CITY OF FEAR

CITY OF FEAR

(director: Irving Lerner; screenwriters: Steven Ritch/Robert Dillon; cinematographer: Lucien Ballard; editor: Robert Lawrence; music: Jerry Goldsmith; cast: Vince Edwards (Vince Ryker), John Archer (Lt. Mark Richards), Steven Ritch (Dr. John Wallace), Patricia Blair (June Marlowe), Kelly Thordsen (Johnson), Lyle Talbot (Chief Jensen), Cathy Browne (Jeanne), Joe Mell (Eddie Crown), Sherwood Price (Pete Hallon); Runtime: 75; MPAA Rating: NR; producer: Leo Chooluck; Columbia Pictures; 1959)

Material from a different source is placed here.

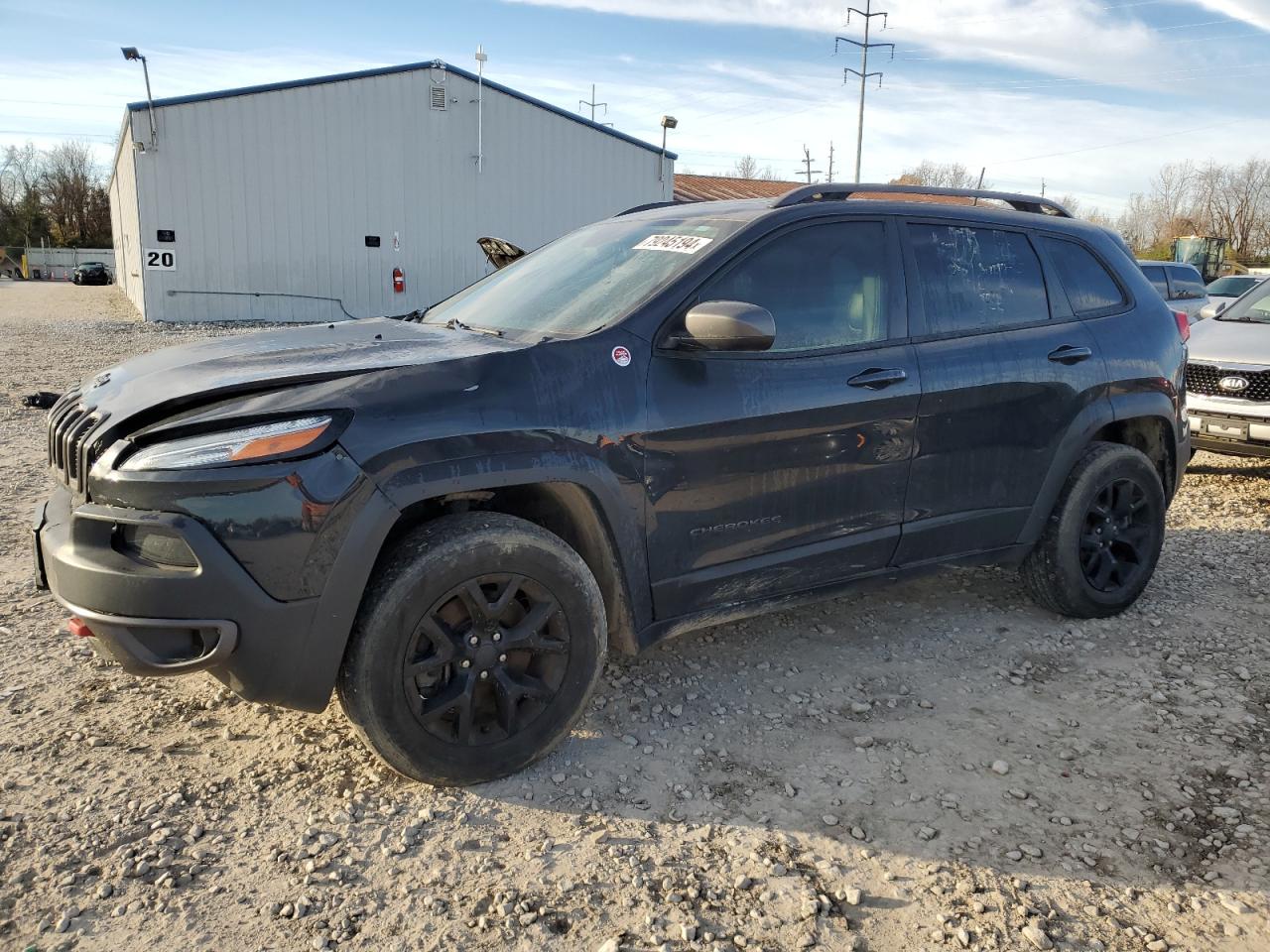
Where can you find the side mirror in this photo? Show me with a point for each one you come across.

“A lively police procedural film.”

Reviewed by Dennis Schwartz

This low-budget standard thriller by director Irving Lerner (“Murder by Contract”) makes for a good watch. After dangerous convict Vince Ryker stabs two guards and a physician at the San Quentin prison, he and a fellow prisoner steal the prison ambulance to make their escape. The other prisoner soon keels over and mysteriously dies. Vince switches vehicles and disguises himself with glasses, hoping to pass for a traveling salesman. He picks up a hitchhiking sailor. They’re somehow able to pass a police roadblock into Los Angeles. In the city, Vince checks into a motel. Meanwhile, LAPD Chief Jensen (Lyle Talbot) and Lt. Mark Richards (John Archer) are concerned about a metal cylinder that Vince stole from the prison hospital. Vince thinks that the canister is filled with heroin, it actually contains enough radioactive cobalt to destroy the city. The remainder of the film is an intense manhunt for Vince, who thinks the white powder in the canister is his ticket to a million dollars and will not let go of it even though getting increasingly ill. Patricia Blair plays Vince’s loyal girlfriend, who thinks she’s doing her man a favor by not cooperating with the police.

The terse script by Steven Ritch and Robert Dillon made for a lively police procedural film. It also features a snazzy jazz score by Jerry Goldsmith, who is just getting started in scoring films.